During the Third Anglo-Dutch War, Van Ghent first made an attempt from 24 to 26 May to repeat his earlier success at Chatham, but it soon became clear that the English coast had been sufficiently reinforced to repel any attacks. He then participated in the first major sea fight of the war, the battle of Solebay. Commanding the Dutch vanguard on the Dolphijn, he attacked the Royal James, flagship of Edward Montagu, 1st Earl of Sandwich commanding the squadron of the blue. Standing on deck Van Ghent was hit by a canister shot that cut off his lower left leg below the knee and penetrated his torso at five places. He tumbled forward, as his flag captain Michiel Kindt put it in his log, "utterly dead".

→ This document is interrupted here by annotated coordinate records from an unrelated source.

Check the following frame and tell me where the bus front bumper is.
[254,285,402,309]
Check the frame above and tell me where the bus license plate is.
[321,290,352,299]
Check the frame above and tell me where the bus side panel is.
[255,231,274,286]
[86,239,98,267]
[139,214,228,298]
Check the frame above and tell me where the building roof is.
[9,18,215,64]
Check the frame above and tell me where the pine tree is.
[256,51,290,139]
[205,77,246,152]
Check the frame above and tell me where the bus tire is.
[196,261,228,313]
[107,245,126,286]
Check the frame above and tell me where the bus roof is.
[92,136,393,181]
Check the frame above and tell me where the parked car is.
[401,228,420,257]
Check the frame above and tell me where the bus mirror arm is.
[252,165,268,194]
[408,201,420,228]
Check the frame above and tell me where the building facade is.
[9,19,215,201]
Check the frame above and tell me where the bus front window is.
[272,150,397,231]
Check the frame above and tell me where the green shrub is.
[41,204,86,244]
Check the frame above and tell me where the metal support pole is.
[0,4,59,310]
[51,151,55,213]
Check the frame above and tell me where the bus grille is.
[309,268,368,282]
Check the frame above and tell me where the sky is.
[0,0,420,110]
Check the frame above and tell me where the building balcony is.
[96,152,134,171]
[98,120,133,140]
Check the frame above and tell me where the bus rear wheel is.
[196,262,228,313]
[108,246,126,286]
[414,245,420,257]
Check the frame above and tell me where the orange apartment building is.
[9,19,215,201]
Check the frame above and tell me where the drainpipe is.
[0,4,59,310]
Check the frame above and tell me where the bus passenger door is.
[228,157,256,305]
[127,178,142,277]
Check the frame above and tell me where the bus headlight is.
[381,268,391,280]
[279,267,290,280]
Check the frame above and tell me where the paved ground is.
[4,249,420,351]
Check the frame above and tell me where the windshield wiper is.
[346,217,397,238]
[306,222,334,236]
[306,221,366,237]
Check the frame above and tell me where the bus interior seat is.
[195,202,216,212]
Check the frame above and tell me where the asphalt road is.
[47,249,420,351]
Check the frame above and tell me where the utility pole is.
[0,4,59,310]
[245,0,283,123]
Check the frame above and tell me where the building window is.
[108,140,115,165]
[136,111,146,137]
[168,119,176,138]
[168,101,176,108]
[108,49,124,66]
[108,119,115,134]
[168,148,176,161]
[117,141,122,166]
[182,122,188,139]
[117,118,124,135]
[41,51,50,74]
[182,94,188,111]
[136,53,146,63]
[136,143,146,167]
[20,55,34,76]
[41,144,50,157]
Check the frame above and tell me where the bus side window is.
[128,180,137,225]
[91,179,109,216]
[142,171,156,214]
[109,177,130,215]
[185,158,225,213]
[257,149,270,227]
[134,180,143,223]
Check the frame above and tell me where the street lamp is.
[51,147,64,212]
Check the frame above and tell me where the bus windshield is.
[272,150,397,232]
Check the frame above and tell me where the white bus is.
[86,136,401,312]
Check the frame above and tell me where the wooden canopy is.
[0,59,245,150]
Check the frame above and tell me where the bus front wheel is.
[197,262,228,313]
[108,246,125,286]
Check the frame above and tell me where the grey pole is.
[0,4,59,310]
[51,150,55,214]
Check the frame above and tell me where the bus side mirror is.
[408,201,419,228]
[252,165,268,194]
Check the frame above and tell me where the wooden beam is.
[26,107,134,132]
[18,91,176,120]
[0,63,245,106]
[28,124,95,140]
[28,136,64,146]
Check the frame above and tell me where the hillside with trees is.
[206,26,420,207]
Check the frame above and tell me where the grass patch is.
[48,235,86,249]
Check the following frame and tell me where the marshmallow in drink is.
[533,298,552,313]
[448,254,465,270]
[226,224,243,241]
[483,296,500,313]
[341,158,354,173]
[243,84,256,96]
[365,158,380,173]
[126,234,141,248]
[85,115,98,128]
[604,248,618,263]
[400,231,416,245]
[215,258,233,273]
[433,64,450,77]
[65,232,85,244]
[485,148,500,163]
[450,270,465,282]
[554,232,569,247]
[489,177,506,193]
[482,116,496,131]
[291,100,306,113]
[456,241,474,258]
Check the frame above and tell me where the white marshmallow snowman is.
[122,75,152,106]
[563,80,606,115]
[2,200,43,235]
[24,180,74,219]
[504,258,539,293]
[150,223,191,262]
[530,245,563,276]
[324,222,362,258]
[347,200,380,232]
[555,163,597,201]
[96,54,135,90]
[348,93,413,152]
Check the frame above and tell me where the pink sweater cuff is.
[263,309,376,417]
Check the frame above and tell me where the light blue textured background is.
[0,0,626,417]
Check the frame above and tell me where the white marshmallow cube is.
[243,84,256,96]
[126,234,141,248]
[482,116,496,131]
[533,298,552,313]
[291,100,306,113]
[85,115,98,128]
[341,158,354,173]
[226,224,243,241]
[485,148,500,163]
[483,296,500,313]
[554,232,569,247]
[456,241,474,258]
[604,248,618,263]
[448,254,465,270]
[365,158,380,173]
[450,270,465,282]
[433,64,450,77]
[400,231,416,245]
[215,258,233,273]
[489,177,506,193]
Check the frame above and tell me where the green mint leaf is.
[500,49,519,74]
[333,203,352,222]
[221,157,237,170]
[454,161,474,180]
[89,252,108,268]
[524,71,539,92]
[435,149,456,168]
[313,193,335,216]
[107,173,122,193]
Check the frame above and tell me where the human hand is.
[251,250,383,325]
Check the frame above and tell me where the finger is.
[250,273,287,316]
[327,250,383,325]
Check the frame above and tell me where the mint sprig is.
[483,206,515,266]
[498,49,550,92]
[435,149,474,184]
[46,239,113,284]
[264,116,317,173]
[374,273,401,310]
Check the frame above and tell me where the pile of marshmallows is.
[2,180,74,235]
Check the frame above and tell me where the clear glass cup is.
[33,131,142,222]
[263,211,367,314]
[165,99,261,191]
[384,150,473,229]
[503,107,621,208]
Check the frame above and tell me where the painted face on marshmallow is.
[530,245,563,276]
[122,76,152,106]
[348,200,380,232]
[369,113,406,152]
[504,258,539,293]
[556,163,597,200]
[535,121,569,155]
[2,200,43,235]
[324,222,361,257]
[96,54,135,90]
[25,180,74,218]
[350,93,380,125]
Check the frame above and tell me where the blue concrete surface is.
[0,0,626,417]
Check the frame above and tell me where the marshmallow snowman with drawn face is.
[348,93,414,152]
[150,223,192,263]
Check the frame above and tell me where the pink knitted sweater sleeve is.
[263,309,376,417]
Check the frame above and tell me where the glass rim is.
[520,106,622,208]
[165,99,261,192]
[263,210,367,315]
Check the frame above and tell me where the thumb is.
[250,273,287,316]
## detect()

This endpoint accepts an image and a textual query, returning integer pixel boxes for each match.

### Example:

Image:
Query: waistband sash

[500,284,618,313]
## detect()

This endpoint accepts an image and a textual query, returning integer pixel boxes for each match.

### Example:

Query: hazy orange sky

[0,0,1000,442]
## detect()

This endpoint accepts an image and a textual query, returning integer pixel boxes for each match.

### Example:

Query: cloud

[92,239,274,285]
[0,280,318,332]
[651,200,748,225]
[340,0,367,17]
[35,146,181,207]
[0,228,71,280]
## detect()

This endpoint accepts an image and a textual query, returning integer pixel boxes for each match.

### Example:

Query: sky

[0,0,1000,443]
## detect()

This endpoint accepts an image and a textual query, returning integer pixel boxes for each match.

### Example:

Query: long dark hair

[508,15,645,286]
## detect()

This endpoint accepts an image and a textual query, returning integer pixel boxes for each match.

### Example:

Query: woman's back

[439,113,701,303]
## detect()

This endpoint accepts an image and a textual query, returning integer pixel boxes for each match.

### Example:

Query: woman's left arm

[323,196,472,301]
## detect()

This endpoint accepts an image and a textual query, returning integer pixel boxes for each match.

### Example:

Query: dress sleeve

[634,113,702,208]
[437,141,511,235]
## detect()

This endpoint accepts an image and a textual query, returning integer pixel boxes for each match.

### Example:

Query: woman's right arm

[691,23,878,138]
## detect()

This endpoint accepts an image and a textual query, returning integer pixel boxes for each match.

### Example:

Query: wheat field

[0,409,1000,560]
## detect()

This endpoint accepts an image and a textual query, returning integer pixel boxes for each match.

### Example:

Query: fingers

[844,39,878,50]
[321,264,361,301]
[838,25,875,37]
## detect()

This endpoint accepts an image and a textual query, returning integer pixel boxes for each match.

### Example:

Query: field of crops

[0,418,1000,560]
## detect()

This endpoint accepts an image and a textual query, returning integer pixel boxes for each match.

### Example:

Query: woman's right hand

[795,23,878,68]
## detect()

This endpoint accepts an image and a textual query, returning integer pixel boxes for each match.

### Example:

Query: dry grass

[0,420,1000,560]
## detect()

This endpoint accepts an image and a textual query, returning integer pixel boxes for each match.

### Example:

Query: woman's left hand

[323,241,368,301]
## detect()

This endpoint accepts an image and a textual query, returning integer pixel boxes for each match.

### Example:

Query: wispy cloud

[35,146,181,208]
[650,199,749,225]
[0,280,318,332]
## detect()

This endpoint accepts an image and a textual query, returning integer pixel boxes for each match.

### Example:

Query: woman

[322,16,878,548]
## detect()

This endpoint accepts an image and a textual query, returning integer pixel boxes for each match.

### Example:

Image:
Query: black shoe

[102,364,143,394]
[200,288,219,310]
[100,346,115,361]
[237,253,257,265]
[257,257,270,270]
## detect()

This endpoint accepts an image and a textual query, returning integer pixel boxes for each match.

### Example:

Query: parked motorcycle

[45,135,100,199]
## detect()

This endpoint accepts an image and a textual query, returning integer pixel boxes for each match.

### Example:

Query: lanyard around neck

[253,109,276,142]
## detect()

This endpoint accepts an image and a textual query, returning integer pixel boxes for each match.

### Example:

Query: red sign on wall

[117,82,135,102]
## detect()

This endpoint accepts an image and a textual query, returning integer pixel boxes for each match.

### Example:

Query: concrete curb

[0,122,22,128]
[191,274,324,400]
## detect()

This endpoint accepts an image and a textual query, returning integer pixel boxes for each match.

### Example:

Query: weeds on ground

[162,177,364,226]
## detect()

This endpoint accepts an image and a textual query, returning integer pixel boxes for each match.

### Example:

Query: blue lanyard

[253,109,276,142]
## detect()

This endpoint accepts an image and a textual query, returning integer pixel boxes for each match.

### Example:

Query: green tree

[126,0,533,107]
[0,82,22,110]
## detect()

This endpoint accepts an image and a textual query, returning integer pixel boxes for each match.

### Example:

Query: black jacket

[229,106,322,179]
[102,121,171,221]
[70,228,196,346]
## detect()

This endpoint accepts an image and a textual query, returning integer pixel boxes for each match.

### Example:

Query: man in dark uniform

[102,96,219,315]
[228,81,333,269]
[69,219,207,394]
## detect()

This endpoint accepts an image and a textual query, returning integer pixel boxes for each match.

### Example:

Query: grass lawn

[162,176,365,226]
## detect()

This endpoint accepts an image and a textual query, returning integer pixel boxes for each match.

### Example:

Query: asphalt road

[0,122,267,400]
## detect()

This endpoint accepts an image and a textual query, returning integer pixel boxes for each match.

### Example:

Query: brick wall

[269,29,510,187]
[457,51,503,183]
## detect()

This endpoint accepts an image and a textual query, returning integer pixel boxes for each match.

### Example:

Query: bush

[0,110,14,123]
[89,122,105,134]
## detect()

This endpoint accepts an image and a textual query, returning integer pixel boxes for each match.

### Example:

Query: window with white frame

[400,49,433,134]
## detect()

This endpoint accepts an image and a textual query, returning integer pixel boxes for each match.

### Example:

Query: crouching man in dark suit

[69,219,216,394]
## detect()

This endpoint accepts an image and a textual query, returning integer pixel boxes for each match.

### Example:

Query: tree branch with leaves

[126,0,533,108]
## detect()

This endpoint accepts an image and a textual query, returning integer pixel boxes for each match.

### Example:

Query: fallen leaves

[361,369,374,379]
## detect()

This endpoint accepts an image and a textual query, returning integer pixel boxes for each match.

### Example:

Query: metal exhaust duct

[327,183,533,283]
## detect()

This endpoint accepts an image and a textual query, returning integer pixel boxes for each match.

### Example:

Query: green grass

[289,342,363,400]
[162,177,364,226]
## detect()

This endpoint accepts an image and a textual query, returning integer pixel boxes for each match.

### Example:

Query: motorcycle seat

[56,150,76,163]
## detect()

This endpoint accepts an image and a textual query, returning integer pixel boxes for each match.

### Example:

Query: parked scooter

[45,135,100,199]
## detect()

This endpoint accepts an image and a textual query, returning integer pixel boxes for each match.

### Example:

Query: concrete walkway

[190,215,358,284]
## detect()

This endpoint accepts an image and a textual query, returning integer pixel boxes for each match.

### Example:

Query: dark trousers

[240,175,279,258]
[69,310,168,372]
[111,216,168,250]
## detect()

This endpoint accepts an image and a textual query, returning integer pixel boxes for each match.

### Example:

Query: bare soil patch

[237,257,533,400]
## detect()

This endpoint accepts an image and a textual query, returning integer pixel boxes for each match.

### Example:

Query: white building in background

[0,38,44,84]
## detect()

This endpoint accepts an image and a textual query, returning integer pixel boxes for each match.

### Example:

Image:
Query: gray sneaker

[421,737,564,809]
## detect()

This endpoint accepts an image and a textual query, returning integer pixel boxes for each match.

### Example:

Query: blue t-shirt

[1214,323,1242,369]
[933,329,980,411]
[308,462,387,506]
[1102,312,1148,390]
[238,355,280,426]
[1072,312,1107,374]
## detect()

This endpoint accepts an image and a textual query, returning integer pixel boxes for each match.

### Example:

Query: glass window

The Royal James was burnt and Montagu drowned. The corpse of Van Ghent was quickly brought back to the Netherlands on the galliot Walvisch. There it was embalmed because Van Ghent had indicated to his family his desire to be buried in the city of Utrecht but this location was at the time still occupied by French forces. In August 1674 sculptor Rombout Verhulst began work on Van Ghent's grave memorial in the St. Martin's Cathedral, finishing in June 1676. Until that time Van Ghent was temporarily interred at Arnhem; he was reburied at some time before late 1680; the precise date is unknown. The grave memorial is still extant. Van Ghent was deeply mourned in the Republic for having been both a brave and a kind, unpretentious man.